Esta frase de Jesús evoca las teofanías o manifestaciones de Dios en el Antiguo Testamento, cuando Él hacía sentir su presencia pronunciando el mismo nombre con el cual se reveló a Moisés (“Yahvé”, que en hebreo significa “Yo soy”). Esta revelación de Dios viene acompañada no pocas veces de la exhortación a no tener miedo y a confiar plenamente en su poder capaz de aplacar las tempestades espirituales que todo ser humano tiene que afrontar en su existencia.
El apóstol san Pablo, en su carta a los primeros cristianos de Roma -segunda lectura-, resalta la presencia de Dios que se hizo sentir en el pueblo de Israel de tantas formas, pero que iba a revelarse plenamente en el Mesías, nuestro Señor Jesucristo. Y en el Evangelio, Jesús mismo, cuyo nombre en hebreo quiere decir Yahvé salva o Yo soy el que actúa salvando, invita a sus discípulos a reconocer su presencia salvadora en medio de la tempestad.

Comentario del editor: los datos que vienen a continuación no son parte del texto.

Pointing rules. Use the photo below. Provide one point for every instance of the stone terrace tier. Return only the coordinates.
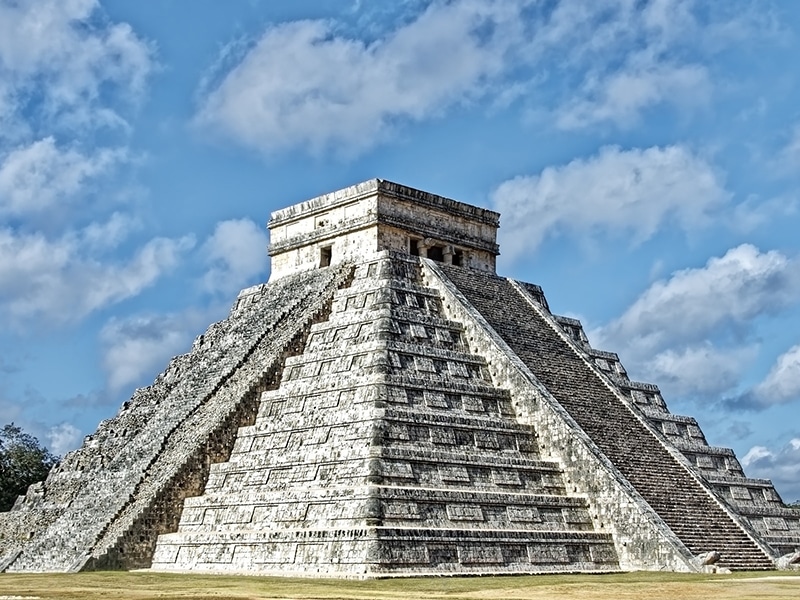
(386, 452)
(680, 499)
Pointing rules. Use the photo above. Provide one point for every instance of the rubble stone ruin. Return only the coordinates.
(387, 405)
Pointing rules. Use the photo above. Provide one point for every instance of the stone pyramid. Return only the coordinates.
(388, 406)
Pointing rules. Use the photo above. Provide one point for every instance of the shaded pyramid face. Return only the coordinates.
(386, 406)
(386, 450)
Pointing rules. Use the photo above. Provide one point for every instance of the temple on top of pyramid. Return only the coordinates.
(387, 406)
(380, 215)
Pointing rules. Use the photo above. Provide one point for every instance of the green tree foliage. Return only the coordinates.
(22, 462)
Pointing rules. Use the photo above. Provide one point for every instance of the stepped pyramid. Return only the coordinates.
(388, 406)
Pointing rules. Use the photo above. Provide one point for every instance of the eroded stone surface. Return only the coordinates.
(388, 406)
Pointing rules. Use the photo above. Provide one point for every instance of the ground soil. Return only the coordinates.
(649, 586)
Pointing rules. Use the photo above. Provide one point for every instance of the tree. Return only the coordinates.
(22, 462)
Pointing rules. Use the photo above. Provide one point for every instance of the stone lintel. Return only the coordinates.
(378, 215)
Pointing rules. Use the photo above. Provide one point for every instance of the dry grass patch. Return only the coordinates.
(650, 586)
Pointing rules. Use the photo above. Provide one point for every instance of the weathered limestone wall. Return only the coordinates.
(385, 451)
(754, 500)
(379, 215)
(623, 436)
(642, 540)
(101, 490)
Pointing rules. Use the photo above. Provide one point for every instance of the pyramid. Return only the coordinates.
(386, 405)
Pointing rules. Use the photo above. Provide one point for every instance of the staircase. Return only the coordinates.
(677, 497)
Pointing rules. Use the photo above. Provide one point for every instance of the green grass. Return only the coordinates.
(650, 586)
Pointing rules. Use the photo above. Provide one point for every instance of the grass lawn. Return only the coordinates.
(650, 586)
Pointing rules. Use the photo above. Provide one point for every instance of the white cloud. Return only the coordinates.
(62, 438)
(40, 176)
(622, 96)
(789, 156)
(782, 383)
(62, 280)
(686, 332)
(63, 55)
(236, 252)
(630, 192)
(697, 370)
(138, 346)
(728, 292)
(307, 85)
(782, 466)
(302, 85)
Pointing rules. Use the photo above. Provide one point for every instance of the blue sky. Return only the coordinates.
(645, 157)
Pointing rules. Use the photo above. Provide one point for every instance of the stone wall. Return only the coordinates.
(124, 470)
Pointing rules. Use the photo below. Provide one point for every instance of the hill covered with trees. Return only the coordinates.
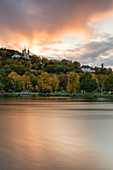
(39, 74)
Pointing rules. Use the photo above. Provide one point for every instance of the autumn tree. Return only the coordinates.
(55, 82)
(108, 83)
(73, 82)
(44, 81)
(88, 82)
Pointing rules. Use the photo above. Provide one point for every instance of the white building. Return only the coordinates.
(86, 68)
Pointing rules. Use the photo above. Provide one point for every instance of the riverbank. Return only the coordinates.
(83, 95)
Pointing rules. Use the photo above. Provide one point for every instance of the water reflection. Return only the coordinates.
(59, 134)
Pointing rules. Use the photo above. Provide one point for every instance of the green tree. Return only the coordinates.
(73, 82)
(108, 83)
(88, 82)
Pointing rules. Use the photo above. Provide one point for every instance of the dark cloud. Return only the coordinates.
(49, 16)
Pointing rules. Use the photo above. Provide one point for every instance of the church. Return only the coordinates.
(25, 54)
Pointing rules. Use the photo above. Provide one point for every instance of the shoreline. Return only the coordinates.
(74, 95)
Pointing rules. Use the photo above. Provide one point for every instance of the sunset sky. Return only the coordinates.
(80, 30)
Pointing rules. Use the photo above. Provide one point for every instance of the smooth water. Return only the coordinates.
(56, 134)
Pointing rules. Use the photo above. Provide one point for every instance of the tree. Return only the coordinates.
(108, 83)
(63, 78)
(88, 82)
(73, 82)
(55, 82)
(1, 86)
(44, 81)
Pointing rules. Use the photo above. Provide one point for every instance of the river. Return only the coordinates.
(56, 134)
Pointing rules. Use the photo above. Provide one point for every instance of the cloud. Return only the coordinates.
(31, 18)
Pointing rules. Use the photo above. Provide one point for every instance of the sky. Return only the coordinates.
(78, 30)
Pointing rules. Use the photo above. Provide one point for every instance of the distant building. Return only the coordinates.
(25, 54)
(86, 68)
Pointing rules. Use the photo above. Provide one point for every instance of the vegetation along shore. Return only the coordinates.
(43, 77)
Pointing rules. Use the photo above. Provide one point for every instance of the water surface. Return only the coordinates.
(56, 134)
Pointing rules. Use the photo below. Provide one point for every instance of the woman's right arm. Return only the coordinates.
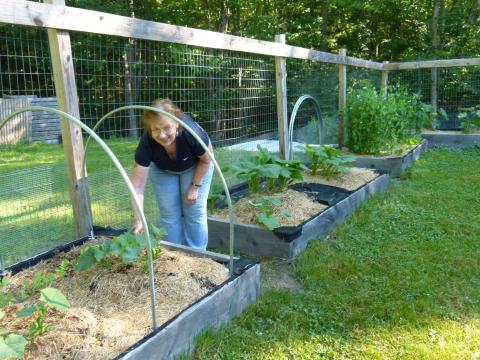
(139, 180)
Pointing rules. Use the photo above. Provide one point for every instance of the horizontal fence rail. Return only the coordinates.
(69, 18)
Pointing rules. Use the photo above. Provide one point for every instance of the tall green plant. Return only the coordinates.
(470, 118)
(263, 165)
(377, 124)
(328, 161)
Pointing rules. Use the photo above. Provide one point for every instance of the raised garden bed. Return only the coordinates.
(289, 241)
(392, 164)
(110, 314)
(451, 139)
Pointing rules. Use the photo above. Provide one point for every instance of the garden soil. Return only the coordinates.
(298, 205)
(110, 307)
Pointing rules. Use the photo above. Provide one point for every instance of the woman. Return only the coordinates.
(180, 171)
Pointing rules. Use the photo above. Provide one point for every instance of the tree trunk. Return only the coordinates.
(208, 15)
(434, 94)
(129, 78)
(323, 45)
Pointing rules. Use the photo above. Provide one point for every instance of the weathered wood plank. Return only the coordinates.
(431, 64)
(74, 19)
(66, 89)
(282, 111)
(342, 98)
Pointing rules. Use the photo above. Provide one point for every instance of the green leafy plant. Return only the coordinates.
(470, 118)
(213, 198)
(40, 280)
(266, 216)
(377, 124)
(12, 346)
(127, 247)
(328, 161)
(49, 297)
(65, 267)
(277, 172)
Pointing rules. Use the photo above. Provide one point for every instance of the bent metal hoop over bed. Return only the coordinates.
(200, 141)
(125, 177)
(293, 117)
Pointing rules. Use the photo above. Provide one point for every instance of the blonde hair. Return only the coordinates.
(151, 116)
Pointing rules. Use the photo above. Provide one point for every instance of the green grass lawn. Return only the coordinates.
(36, 214)
(400, 279)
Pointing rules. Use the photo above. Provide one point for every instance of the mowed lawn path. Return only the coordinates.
(400, 279)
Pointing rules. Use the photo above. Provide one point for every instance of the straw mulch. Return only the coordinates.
(111, 306)
(353, 179)
(298, 205)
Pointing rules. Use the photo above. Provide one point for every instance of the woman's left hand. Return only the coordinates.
(192, 195)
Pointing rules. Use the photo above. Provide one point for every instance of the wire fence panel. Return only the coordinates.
(36, 214)
(358, 76)
(231, 95)
(320, 81)
(456, 88)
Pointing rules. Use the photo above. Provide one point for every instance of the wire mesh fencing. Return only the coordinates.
(36, 213)
(319, 80)
(232, 95)
(452, 89)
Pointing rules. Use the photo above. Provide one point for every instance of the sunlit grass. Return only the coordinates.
(398, 280)
(36, 213)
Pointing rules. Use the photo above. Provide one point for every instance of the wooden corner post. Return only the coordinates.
(384, 81)
(282, 117)
(342, 97)
(66, 90)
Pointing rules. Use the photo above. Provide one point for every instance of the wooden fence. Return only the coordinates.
(30, 126)
(59, 19)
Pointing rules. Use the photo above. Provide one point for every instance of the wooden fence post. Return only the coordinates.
(342, 98)
(434, 98)
(282, 111)
(384, 81)
(65, 86)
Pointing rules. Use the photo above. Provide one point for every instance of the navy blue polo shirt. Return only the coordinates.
(188, 149)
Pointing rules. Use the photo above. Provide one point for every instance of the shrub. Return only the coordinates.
(377, 124)
(470, 118)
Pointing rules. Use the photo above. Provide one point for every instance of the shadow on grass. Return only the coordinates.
(398, 280)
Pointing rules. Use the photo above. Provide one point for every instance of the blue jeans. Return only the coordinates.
(185, 224)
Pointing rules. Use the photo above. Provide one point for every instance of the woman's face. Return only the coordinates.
(164, 130)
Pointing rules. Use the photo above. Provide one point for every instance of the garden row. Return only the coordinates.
(63, 304)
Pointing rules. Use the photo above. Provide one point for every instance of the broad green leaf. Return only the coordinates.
(271, 222)
(26, 311)
(5, 299)
(159, 233)
(54, 298)
(131, 255)
(86, 261)
(99, 254)
(115, 248)
(13, 346)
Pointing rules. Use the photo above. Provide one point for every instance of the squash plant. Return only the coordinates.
(276, 172)
(128, 247)
(266, 206)
(328, 161)
(12, 345)
(470, 118)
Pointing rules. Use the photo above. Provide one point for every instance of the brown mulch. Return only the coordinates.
(298, 205)
(110, 307)
(353, 179)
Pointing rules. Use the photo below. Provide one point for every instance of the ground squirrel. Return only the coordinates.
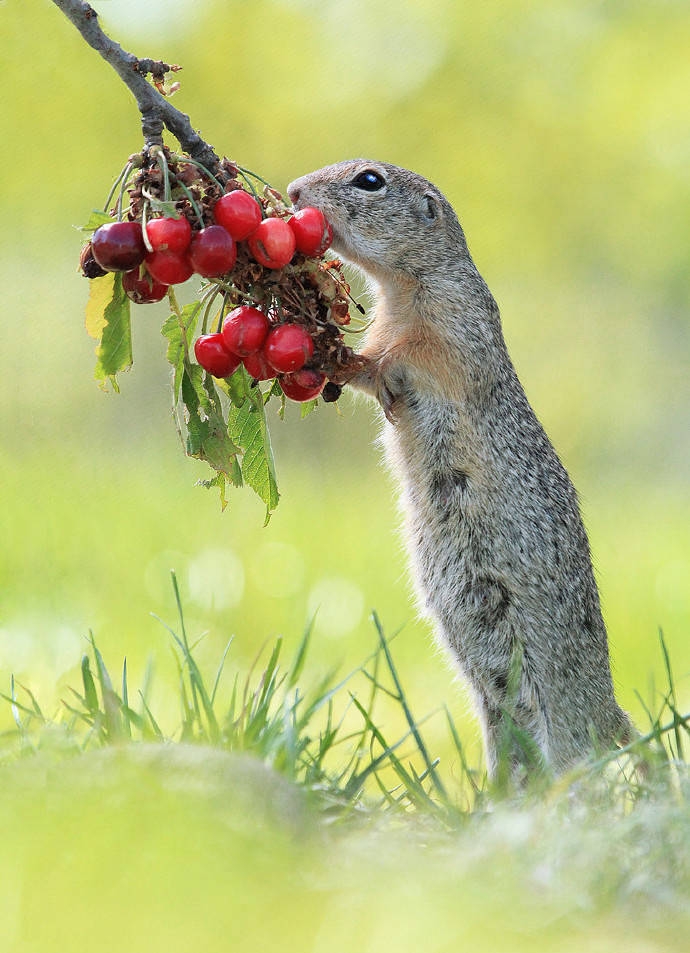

También a nosotros, mientras vamos navegando a través del mar de este mundo hacia el puerto de la vida eterna, se nos manifiesta el Señor en medio de las dificultades que se nos presentan como olas amenazantes. Para reconocerlo y ser salvados por Él en estas situaciones, necesitamos la fe, aquella fe que muchas veces nos falta, como le faltó a Pedro, pero que Jesús mismo está dispuesto a concedernos si reconocemos nuestra debilidad y nuestra necesidad de salvación. Digámosle entonces, como Pedro: “Señor, sálvame”, y pidámosle que nos ilumine para que, al experimentar su acción salvadora, podamos exclamar como sus primeros discípulos después de la tempestad: “Realmente Tú eres el Hijo de Dios”.
En el trajín de la gran ciudad: transmilenio, medios de comunicación que nos saturan, preocupaciones personales, la dura realidad que a menuda nos abruma, cabe esta pregunta: ¿hundo la cabeza en la arena como el avestruz para evadir? ¿qué hago?